Any story about New Brunswick, New Jersey ska-punk heroes Streetlight Manifesto is really two stories. One is about the music, a decade’s-worth of intelligent, clever, and genuinely fun albums that kept the flame going for third-wave ska (a flame vocalist/bandleader Tomas Kolnaky helped ignite in the late '90s with his prior outfit, Catch-22) — long after the genre’s mainstream moment clattered to a close.
The other is a story of the band’s turbulent relationship with label Victory Records, a dramatic and tortuous saga full of deceit, snark, and soap opera-level villainy that came to a head in 2013 with the label’s refusal to fulfill pre-orders sold by the band of their then-new album, The Hands That Thieve.
This was after Kolnaky announced he intended to self-release (under his Toh Kay solo moniker) an acoustic version of the album. It should all make for one hell of a book someday.
That dispute took an even uglier turn this past week, when the notoriously litigious label filed suit against the band for upwards of a million dollars
— according to the band, as much as five million
. Because really, what itinerant professional trombone player in 2015 doesn’t have millions squirreled away? Victory alleges that, contrary to the band’s assertions, Streetlight Manifesto have failed to complete their four-album contract with the label. (As far as Victory is concerned, two of the band’s five full-lengths didn’t “count.”)

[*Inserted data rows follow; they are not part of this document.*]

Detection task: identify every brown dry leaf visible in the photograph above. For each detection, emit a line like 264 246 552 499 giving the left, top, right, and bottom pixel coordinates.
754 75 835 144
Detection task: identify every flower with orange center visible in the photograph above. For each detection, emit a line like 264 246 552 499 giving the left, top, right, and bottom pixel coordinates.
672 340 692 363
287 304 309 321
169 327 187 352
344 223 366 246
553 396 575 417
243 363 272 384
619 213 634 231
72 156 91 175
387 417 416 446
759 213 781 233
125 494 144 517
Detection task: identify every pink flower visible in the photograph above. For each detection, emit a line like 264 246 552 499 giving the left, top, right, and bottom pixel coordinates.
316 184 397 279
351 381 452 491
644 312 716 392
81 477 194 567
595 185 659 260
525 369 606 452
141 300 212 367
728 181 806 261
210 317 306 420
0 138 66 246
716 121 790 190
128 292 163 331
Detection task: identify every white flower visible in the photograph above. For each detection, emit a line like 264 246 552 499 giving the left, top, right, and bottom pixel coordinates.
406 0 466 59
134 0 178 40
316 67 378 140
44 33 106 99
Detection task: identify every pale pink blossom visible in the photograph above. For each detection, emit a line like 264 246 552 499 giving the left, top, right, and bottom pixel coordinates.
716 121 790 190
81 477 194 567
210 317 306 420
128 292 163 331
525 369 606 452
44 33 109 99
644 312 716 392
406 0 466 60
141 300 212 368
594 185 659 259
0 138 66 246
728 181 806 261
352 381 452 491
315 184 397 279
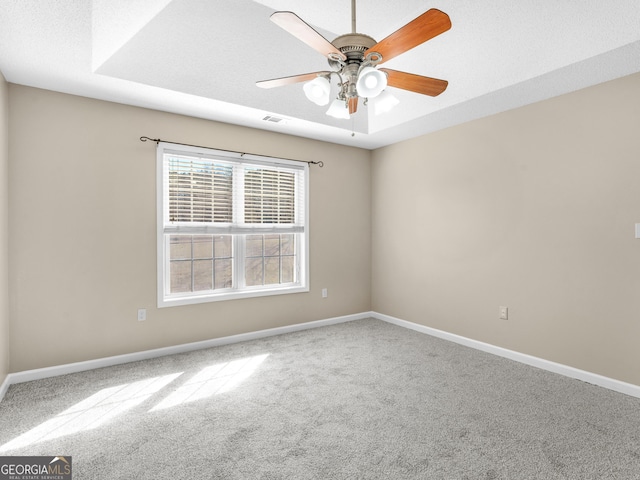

Not that things are all peaches and cream on Victory’s end, either. The label made a separate set of headlines last week when a royalty dispute with Spotify resulted in their entire catalog being removed from the streaming service — including all of Streetlight Manifesto’s albums. For Streetlight’s part, the band aren’t bothered in the least; it’s hard to get upset over nonpayment of royalties to their label when, as they alleged on Twitter
, the label hasn’t paid them “a cent in royalties” in more than two years, anyway.
All of which means that, right now, the best way to support the beleaguered band — and to hear their excellent back catalog — is to catch them live. How often do you get a chance to give the finger to “the man” while simultaneously skanking the night away with a smile? Streetlight Manifesto have significantly cut back on their touring in recent years (you try spending eight months of your year living in a van at age 35), but they’re out on a rare two-week run right now that lands at Ft. Lauderdale’s Culture Room Tuesday night. They come with Dan Potthast — late of ska mainstays (and onetime Streetlight tourmates) MU330 — and folk-joke weirdo Sycamore Smith in tow.
Streetlight Manifesto, with Dan Potthast and Sycamore Smith. 7:30 p.m. Tuesday, October 27 at Culture Room, 3045 N. Federal Highway, Ft. Lauderdale; 954-564-1074; cultureroom.net. Tickets cost $19.50 plus fees via ticketmaster.com.